The government wants to go a step further to ensure any remedy prevents Google from establishing similar exclusive agreements for its generative AI products, like Gemini. Dahlquist said the rise of Google’s AI products could open up another field the company could dominate if it’s allowed to keep using exclusive contracts — and they want to prevent that from happening.
In the past four years the company has claimed that it has never acted a monopoly and that any changes, even small ones, are unnecessary. The company’s leaders said its search product is superior, and that’s why it dominates the industry.
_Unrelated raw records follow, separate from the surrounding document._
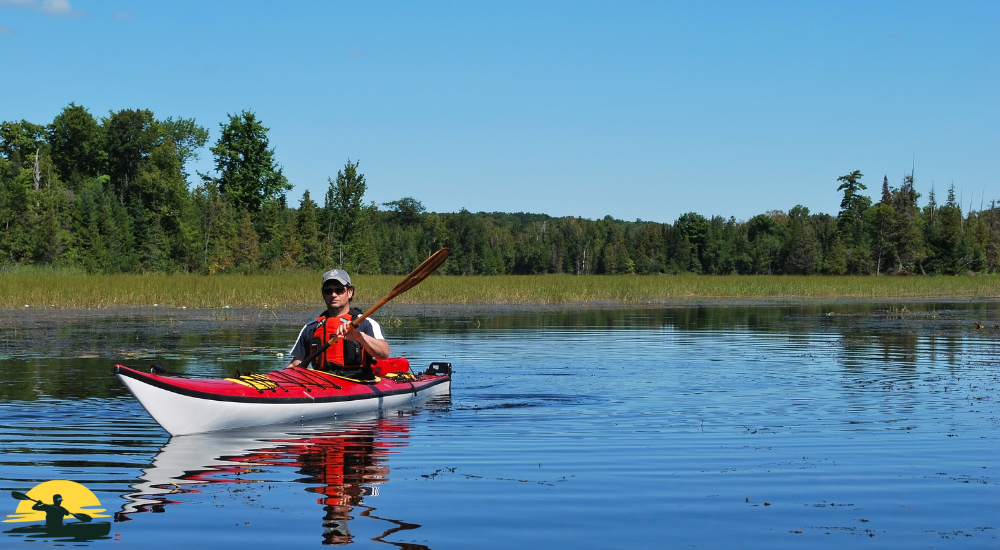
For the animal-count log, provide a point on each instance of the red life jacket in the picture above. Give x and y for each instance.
(344, 353)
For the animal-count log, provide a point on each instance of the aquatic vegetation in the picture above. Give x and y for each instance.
(60, 289)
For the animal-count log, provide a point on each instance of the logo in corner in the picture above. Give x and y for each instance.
(53, 500)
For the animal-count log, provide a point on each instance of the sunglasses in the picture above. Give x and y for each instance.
(338, 290)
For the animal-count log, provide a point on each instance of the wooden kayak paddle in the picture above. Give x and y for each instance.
(422, 271)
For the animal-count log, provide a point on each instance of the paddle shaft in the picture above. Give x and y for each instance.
(21, 496)
(421, 272)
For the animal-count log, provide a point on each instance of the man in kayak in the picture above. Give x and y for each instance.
(53, 512)
(352, 355)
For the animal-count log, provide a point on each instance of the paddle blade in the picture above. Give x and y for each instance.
(422, 271)
(428, 266)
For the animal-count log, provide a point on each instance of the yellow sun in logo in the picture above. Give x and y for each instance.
(76, 498)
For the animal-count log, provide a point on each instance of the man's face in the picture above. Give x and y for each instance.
(337, 295)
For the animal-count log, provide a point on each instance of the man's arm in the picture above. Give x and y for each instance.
(301, 348)
(376, 347)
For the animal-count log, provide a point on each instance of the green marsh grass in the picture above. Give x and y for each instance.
(76, 290)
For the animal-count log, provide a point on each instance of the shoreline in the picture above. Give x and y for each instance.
(443, 309)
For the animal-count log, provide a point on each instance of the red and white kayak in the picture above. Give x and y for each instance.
(191, 405)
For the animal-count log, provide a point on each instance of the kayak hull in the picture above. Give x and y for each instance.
(79, 531)
(187, 406)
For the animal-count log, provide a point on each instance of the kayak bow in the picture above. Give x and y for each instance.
(188, 405)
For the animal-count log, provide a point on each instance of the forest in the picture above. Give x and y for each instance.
(111, 195)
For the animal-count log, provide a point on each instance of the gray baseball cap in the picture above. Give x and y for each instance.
(338, 275)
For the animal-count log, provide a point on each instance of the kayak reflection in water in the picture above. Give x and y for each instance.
(54, 513)
(342, 467)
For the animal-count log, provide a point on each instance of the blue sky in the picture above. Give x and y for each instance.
(630, 109)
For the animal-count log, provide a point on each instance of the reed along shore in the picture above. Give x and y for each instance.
(18, 290)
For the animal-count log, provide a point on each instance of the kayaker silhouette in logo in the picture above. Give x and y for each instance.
(33, 507)
(53, 512)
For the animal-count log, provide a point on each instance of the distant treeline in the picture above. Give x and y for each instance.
(111, 195)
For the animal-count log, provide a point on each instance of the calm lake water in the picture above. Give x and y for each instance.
(707, 427)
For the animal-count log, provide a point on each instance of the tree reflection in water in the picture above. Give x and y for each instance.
(341, 466)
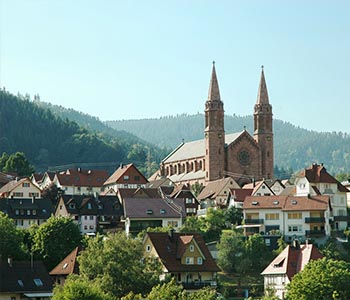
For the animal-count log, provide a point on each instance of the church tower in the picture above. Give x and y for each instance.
(263, 133)
(214, 132)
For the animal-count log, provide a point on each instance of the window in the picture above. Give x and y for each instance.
(38, 282)
(295, 228)
(189, 260)
(294, 215)
(173, 223)
(272, 216)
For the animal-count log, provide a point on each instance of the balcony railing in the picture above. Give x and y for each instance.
(315, 220)
(315, 232)
(253, 221)
(341, 218)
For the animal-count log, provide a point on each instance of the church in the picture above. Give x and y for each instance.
(238, 155)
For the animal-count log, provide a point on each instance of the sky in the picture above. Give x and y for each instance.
(118, 60)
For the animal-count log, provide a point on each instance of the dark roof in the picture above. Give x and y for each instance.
(170, 250)
(318, 174)
(68, 265)
(20, 277)
(79, 177)
(43, 208)
(124, 169)
(154, 208)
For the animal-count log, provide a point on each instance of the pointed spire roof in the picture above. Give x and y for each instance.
(263, 96)
(214, 93)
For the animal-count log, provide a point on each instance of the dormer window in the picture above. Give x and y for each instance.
(38, 282)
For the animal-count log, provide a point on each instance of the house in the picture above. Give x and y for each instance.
(183, 256)
(289, 262)
(5, 178)
(80, 182)
(67, 266)
(237, 196)
(126, 176)
(240, 155)
(26, 212)
(190, 201)
(302, 217)
(216, 194)
(24, 280)
(20, 188)
(315, 180)
(141, 213)
(90, 213)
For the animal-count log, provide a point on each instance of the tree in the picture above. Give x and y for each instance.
(76, 288)
(116, 263)
(11, 239)
(55, 239)
(19, 164)
(321, 279)
(3, 159)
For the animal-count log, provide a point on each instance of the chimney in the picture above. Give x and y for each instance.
(9, 261)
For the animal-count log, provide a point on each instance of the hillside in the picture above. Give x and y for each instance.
(295, 148)
(49, 141)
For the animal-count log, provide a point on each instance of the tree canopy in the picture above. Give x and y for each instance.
(321, 279)
(55, 239)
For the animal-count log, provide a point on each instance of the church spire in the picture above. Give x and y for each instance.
(214, 93)
(263, 96)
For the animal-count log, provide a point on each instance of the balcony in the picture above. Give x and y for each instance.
(315, 220)
(315, 232)
(341, 218)
(253, 221)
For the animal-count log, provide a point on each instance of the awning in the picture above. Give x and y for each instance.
(34, 295)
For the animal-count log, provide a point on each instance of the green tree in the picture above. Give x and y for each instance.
(76, 288)
(116, 263)
(11, 239)
(19, 164)
(230, 251)
(3, 159)
(321, 279)
(55, 239)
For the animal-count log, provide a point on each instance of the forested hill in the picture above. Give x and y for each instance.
(295, 147)
(48, 140)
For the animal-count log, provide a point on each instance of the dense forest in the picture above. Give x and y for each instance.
(295, 147)
(52, 142)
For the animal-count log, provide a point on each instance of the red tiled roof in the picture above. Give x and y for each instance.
(240, 194)
(318, 174)
(292, 260)
(287, 203)
(68, 265)
(168, 249)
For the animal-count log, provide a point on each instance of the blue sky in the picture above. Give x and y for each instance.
(144, 59)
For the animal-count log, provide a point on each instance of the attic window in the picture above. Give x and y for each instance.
(38, 282)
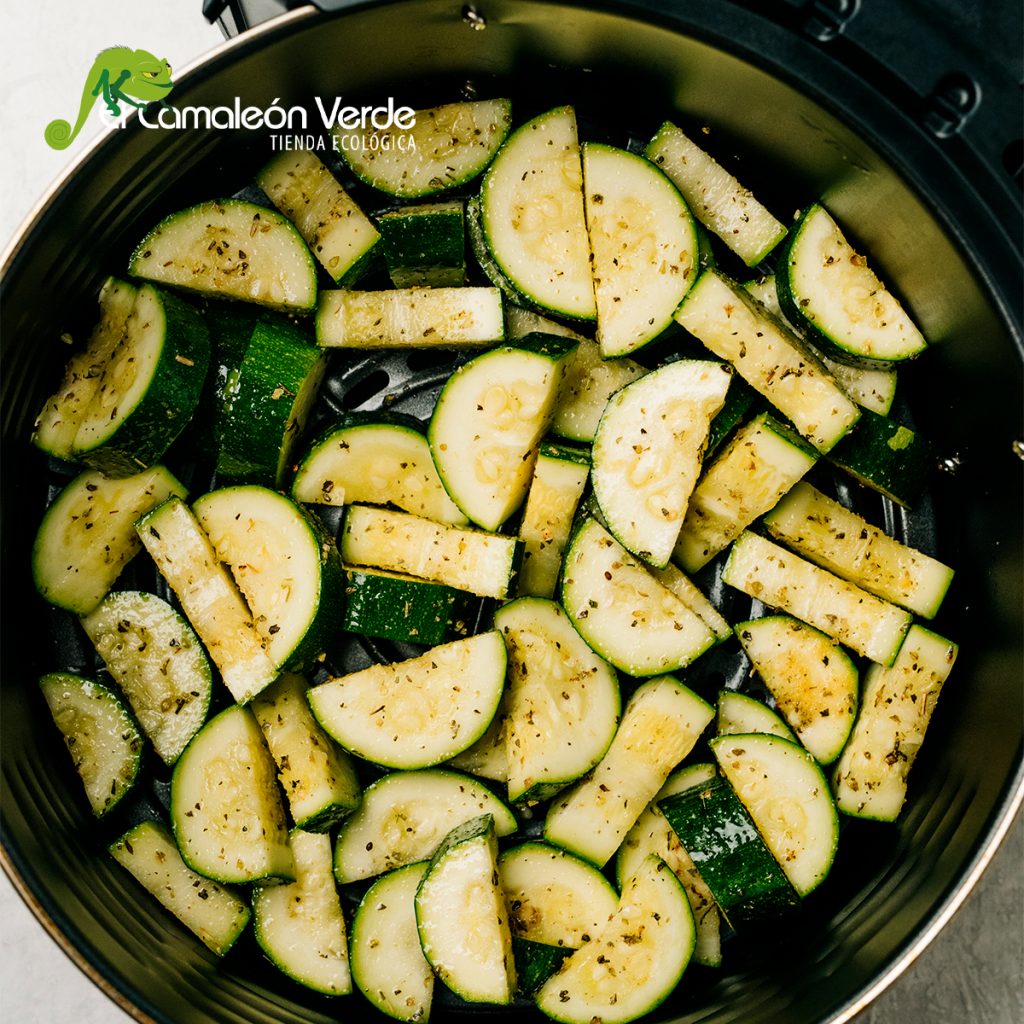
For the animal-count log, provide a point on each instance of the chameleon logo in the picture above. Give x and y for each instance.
(120, 75)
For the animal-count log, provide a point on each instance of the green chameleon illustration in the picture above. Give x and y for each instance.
(121, 75)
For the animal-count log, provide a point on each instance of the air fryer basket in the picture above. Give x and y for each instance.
(801, 128)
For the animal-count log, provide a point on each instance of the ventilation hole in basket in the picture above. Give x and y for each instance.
(364, 392)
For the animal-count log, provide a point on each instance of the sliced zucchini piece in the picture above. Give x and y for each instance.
(463, 919)
(788, 799)
(225, 805)
(769, 356)
(425, 246)
(62, 412)
(662, 722)
(826, 286)
(557, 688)
(812, 679)
(338, 232)
(488, 421)
(317, 778)
(88, 535)
(411, 317)
(531, 216)
(847, 613)
(216, 914)
(230, 249)
(404, 816)
(623, 611)
(742, 713)
(717, 199)
(300, 925)
(267, 403)
(634, 962)
(560, 474)
(728, 851)
(158, 663)
(420, 712)
(869, 779)
(481, 563)
(652, 834)
(285, 563)
(388, 966)
(367, 459)
(644, 245)
(647, 453)
(442, 147)
(842, 542)
(403, 608)
(743, 480)
(209, 597)
(100, 735)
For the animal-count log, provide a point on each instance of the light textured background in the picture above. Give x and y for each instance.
(972, 974)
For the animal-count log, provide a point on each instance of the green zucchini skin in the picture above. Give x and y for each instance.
(732, 858)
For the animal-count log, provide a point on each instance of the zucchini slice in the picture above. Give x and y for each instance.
(553, 897)
(216, 914)
(869, 779)
(338, 232)
(647, 453)
(788, 799)
(652, 834)
(634, 962)
(300, 925)
(387, 962)
(847, 613)
(285, 564)
(769, 356)
(557, 688)
(623, 611)
(158, 663)
(481, 563)
(742, 713)
(403, 608)
(644, 245)
(488, 421)
(728, 851)
(88, 535)
(267, 402)
(225, 805)
(425, 246)
(444, 146)
(230, 249)
(417, 713)
(827, 287)
(560, 474)
(742, 481)
(62, 412)
(842, 542)
(101, 736)
(411, 317)
(812, 679)
(209, 597)
(404, 816)
(717, 199)
(463, 919)
(317, 778)
(367, 459)
(531, 216)
(662, 722)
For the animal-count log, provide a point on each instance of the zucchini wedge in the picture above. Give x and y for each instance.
(230, 249)
(215, 913)
(442, 147)
(100, 735)
(404, 816)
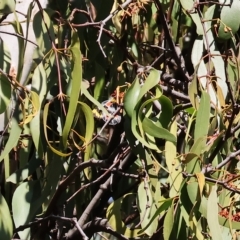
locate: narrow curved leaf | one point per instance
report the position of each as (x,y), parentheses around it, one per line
(76,86)
(212,215)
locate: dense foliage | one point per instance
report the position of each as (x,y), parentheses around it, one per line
(119,119)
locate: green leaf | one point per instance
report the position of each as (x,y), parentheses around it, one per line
(114,217)
(14,135)
(76,86)
(25,204)
(100,82)
(212,215)
(164,205)
(189,5)
(43,36)
(22,173)
(153,130)
(168,223)
(175,176)
(131,97)
(229,24)
(147,208)
(202,119)
(6,225)
(7,6)
(5,92)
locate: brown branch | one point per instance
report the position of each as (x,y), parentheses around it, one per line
(65,219)
(67,181)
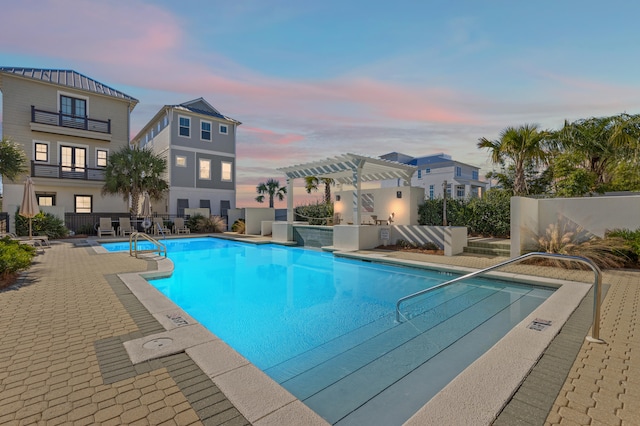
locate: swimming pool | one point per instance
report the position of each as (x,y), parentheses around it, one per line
(323,327)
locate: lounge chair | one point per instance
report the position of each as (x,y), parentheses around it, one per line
(106,228)
(159,228)
(179,227)
(125,227)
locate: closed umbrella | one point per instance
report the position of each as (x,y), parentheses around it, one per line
(146,210)
(29,207)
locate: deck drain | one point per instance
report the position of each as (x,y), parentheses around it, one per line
(160,343)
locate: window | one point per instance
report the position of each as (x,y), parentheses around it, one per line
(101,158)
(205,130)
(226,171)
(185,127)
(73,159)
(73,111)
(46,198)
(41,152)
(83,203)
(205,169)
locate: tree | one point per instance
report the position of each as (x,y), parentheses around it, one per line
(13,160)
(312,182)
(273,189)
(523,146)
(132,171)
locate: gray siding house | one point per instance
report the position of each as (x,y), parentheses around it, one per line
(199,144)
(67,124)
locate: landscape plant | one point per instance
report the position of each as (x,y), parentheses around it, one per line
(14,257)
(42,224)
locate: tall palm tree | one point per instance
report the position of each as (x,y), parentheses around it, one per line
(131,171)
(13,160)
(312,182)
(273,189)
(522,145)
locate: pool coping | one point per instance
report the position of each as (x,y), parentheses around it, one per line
(485,386)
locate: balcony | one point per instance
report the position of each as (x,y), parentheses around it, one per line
(68,124)
(55,171)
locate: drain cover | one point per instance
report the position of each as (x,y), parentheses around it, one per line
(160,343)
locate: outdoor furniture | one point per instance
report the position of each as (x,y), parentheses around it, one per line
(105,227)
(179,226)
(125,228)
(159,228)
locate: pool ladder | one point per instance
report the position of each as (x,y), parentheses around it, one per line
(159,248)
(595,331)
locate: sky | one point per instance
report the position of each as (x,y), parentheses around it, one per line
(315,79)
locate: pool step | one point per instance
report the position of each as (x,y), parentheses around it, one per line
(448,322)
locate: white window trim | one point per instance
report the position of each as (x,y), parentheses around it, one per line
(104,150)
(200,161)
(180,126)
(48,151)
(222,164)
(210,131)
(183,157)
(73,95)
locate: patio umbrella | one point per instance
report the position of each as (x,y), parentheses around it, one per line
(29,207)
(146,210)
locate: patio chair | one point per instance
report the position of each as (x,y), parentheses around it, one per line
(106,228)
(158,227)
(125,228)
(179,226)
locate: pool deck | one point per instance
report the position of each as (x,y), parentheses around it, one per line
(70,322)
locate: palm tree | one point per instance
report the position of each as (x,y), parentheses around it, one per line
(13,161)
(312,182)
(131,171)
(522,146)
(271,187)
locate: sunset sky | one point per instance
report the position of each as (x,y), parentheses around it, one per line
(314,79)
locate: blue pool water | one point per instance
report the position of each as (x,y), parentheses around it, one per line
(323,327)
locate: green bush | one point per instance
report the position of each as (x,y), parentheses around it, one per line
(14,257)
(41,224)
(315,214)
(487,216)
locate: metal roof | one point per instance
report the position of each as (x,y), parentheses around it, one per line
(342,167)
(68,78)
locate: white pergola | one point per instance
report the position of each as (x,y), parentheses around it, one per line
(351,169)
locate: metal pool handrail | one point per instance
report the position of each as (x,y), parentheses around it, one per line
(595,333)
(133,245)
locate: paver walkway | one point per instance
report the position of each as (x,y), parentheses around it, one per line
(61,327)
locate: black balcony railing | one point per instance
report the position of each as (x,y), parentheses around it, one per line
(68,120)
(65,172)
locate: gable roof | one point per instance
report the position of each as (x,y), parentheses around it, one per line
(201,106)
(68,78)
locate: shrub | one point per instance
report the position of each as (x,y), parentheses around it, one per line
(238,226)
(41,224)
(315,214)
(14,257)
(211,224)
(488,216)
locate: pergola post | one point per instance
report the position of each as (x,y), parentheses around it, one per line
(290,200)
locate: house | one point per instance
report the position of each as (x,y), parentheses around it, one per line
(199,144)
(462,179)
(67,124)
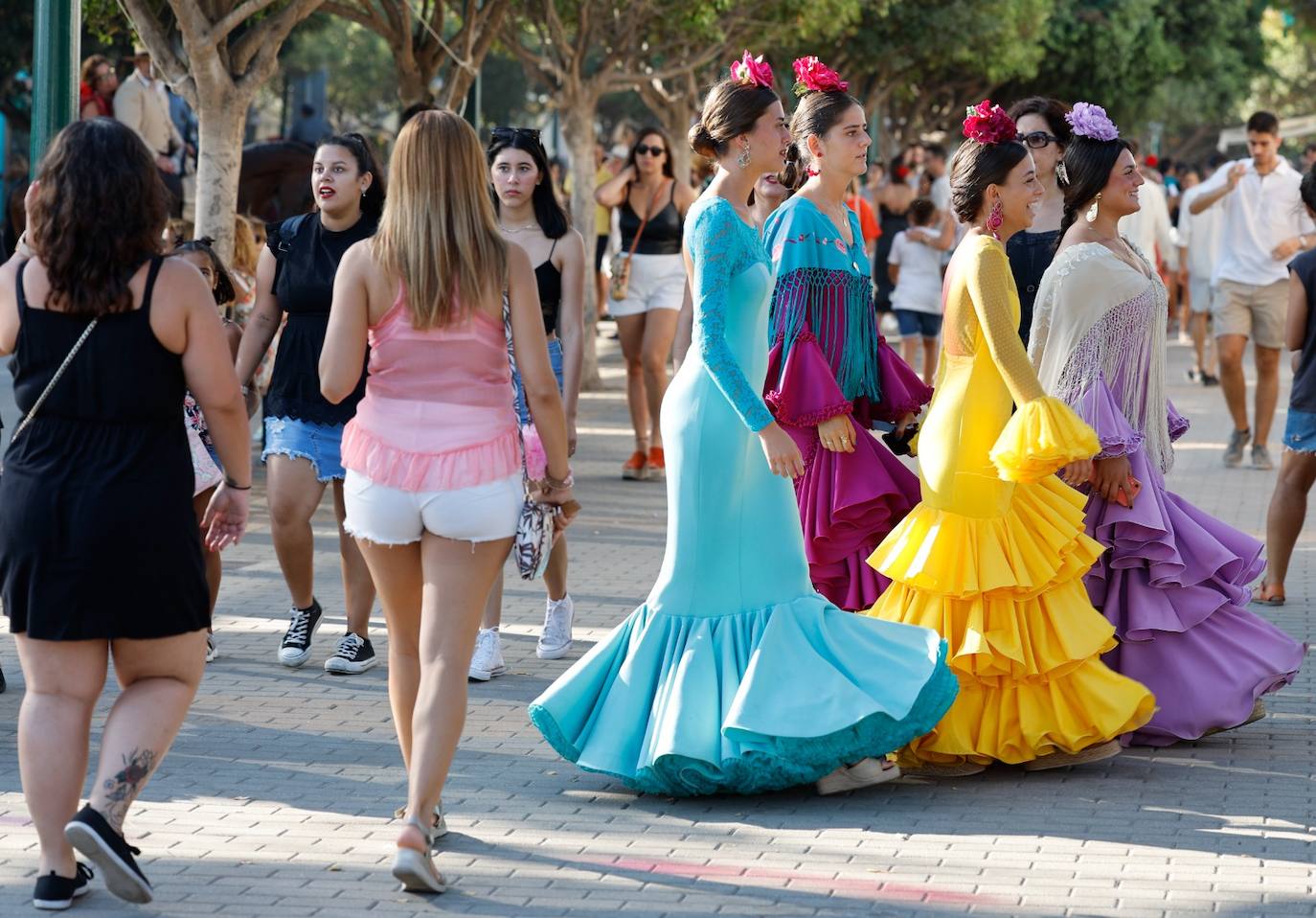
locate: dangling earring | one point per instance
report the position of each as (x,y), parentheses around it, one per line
(995,218)
(1091,211)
John E. Schmidtlein, a lawyer for Google, argued in opening statements that the DOJ’s list of remedies in this case is just a “wishlist for competitors,” and that it will enable them to get resources that took Google decades to develop.
Addressing the DOJ’s effort to prevent Google from including Gemini in future exclusive distribution agreements, Schmidtlein said that Gemini was not the subject of the antitrust case and the company does not hold a monopoly on AI products.
There is still a lot of trial and a lot of negotiations left, but as it stands the two sides are far apart. Google, which plans to appeal the case in its entirety, thinks all will be fair as long as it’s easier to pick your own search engine. The government doesn’t believe that Google can be allowed in its present form. Judge Mehta, who asked a number of questions about the precedent for some of these requests, seems to be continually calibrating his own tolerance for sweeping change. If there’s an easy way to arrive at some middle ground that works for everybody, it hasn’t come up in court.
During the trial, the market came up occasionally, but now it seems like it’s front and center for both sides. The DOJ’s proposed remedies are so severe, Dahlquist argued, because “Google is using the same strategy they did for search, and applying it to Gemini.” He was careful to say he doesn’t think the search market is competitive, and that the rise ofchatGP will not convince the court that the search market is competitive.
Near the beginning of his opening arguments, David Dahlquist, a lawyer for the US Department of Justice, showed a slide that he described as Google’s “vicious cycle.” It goes like this, in that it pays huge sums of money to be the default search engine, thus it can get more queries, better data, and make more money, and it can afford more defaults. Google doesn’t really disagree with this assessment — but in it’s telling, that’s a virtuous cycle. It is described as the virtuous cycle that makes search so powerful. Google believes it’s created a perfect system; the DOJ thinks it’s a nightmare. A judge will make the final call.